AutoMin 2025 Workshop
Date: August 28, 2025
Time: 14:00 – 17:00 CEST
Format: Fully online (Zoom)
Recording: Watch on YouTube
AI-generated summary (Zoom): Editable for fixes (please do), or Original Zoom Doc file
Schedule
- 14:00 – 14:05 — Introduction (Organizers)
- 14:05 – 14:50 — Keynote 1: Sebastian Stüker (Zoom Inc) — The role of speech summarisation in multilingual unified communication
- 14:50 – 15:10 — Overview of the AutoMin 2025 Shared Task (Organizers) — Slides (PDF)
- 15:10 – 15:20 — Break
- 15:20 – 15:40 — System Presentation: GETALP team — Gabriela‑Nicole Gonzalez‑Saez (LIG, France)
- 15:40 – 16:00 — System Presentation: HallucinationIndexes team — Praveenkumar Katwe (IIT BH & Informatica Business Solutions, India)
- 16:00 – 16:45 — Keynote 2: Sebastien Bratières (Translated, Italy) — Multimodal foundation models for speech
- 16:45 – 17:00 — Wrap‑up
All times are in Central European Summer Time (CEST).
System papers
Keynote presentations
Sebastian Stüker (Zoom Inc)
Title: The role of speech summarisation in multilingual unified communication
Abstract:
Speech communication occurs in many forms in today’s world. Unified communication
systems bundle many different kinds of communication, including speech communication,
into unified platforms. For example, Zoom offers a platform that combines meetings,
telephone calls, webinars, events, voice messages, and in-meeting recordings into a
single platform.
In this talk we will discuss some of the research and development challenges for
integrating speech summarisation into unified communication, with examples of how
it enriches the user experience of Zoom’s platform.
We will further show how speech summarisation has evolved from being a singular
assistive technology to becoming an integral part of AI Agents that make the vision
of “from conversation to completion” a reality.
Sebastien Bratières (Translated, Italy)
Title: Multimodal foundation models for speech
Abstract: Human language is produced in different ways, in several modalities, such as Unicode glyphs for written text, sign language captured as video, handwriting dynamics from a stylus. Speech, in turn, requires several sensors for machines to perceive: the audio and video channels cover nearly all aspects of speech production, from acoustic non-verbals to gaze, face expression and gestures; it is typically completed by text as an easy-to-engineer representation of (verbal) surface form and semantic content.

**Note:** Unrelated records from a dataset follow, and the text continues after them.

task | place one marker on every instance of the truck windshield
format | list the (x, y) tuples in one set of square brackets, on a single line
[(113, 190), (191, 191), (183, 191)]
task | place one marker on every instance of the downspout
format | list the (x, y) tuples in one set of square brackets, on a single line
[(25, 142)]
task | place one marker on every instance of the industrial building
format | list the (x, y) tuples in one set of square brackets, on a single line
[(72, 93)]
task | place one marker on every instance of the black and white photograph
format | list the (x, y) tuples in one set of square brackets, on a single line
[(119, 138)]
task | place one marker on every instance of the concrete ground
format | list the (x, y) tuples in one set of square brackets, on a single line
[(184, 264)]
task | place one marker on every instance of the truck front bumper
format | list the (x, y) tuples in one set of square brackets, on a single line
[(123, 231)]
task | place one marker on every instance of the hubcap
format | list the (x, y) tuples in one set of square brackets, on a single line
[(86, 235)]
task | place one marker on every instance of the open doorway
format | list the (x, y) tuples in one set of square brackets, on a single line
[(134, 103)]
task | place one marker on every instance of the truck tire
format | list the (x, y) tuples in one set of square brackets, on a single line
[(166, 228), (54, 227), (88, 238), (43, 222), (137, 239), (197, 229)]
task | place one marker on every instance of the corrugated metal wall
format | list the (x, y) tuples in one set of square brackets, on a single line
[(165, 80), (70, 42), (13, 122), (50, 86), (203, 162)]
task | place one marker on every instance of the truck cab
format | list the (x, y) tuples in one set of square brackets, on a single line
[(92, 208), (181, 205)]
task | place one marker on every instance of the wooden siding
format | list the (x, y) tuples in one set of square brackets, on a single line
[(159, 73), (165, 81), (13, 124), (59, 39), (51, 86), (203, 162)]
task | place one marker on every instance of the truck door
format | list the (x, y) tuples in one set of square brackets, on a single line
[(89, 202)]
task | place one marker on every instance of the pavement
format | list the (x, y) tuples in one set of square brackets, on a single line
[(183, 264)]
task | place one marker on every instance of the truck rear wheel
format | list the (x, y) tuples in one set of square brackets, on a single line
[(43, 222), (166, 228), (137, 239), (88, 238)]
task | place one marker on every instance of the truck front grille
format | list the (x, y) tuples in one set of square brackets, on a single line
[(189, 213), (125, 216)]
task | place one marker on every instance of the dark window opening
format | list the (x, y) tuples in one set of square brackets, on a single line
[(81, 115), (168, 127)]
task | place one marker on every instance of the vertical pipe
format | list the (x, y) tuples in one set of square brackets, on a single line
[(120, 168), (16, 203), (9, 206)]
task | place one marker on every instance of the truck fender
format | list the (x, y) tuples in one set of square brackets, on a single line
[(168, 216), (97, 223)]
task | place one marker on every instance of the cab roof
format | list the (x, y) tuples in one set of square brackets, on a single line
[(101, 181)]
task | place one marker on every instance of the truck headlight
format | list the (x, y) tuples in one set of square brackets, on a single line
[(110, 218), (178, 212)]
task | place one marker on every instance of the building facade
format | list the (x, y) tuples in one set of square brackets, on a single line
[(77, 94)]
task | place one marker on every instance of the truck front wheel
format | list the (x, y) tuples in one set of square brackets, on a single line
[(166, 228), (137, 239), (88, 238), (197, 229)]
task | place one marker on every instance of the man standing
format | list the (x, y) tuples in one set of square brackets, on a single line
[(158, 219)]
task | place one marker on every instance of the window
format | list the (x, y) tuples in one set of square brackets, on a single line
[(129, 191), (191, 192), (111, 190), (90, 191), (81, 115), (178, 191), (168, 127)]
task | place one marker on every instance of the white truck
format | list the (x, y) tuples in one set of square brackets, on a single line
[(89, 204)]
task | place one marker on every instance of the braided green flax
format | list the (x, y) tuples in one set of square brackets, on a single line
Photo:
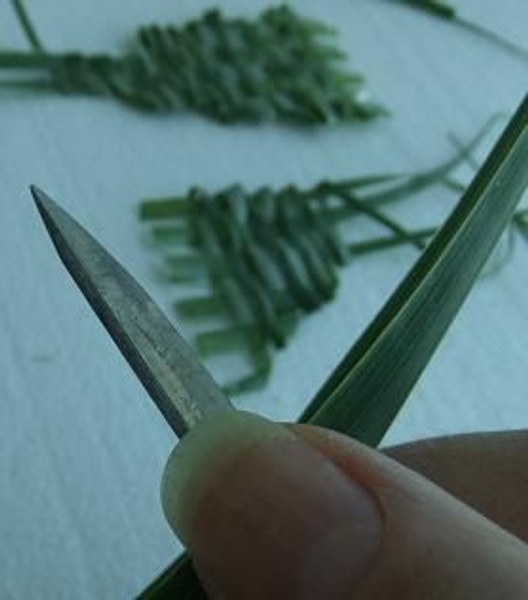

In this talk, we look at speech as a multimodal phenomenon among others. Neural foundation models offer the promise of processing several modalities at once, for perception and generation. To unlock this promise, what are the architectural, training recipe and data manipulation choices we should take today? What challenges will remain in the long term?
Test Data Instructions (April 17th 2025)
Track A (Minuting) test data is mentioned in the CfP and in the dataset (with freeform .txt files for the test set generations)
Track B (Q&A) The test data is provided in the file
elitr-bench-qa_test2.json
available in this archive:
data.zip.
Use the following password to unzip the file: utter
.
Your submitted file should follow the format shown in this
submission sample. Below is an example of the required structure:
{
"id": "meeting_en_test2_001",
"questions": [
{
"id": "1",
"question-type": "what",
"answer-position": "S",
"question": "What was the purpose of the meeting?",
"groundtruth-answer": "Preparation for a workshop or conference event on automatic text summarization.",
"generated-responses": [
{
"model": "<your system name>",
"generated-response": "<your generated response for this question>"
}
]
}
]
}
Please make sure your submission strictly follows the required format and includes all necessary fields.
Important: While the groundtruth-answer
field is included in the provided data,
it must not be used by your system to generate answers. However, we ask that you
copy this field into your submission as-is, to help us with scoring and evaluation.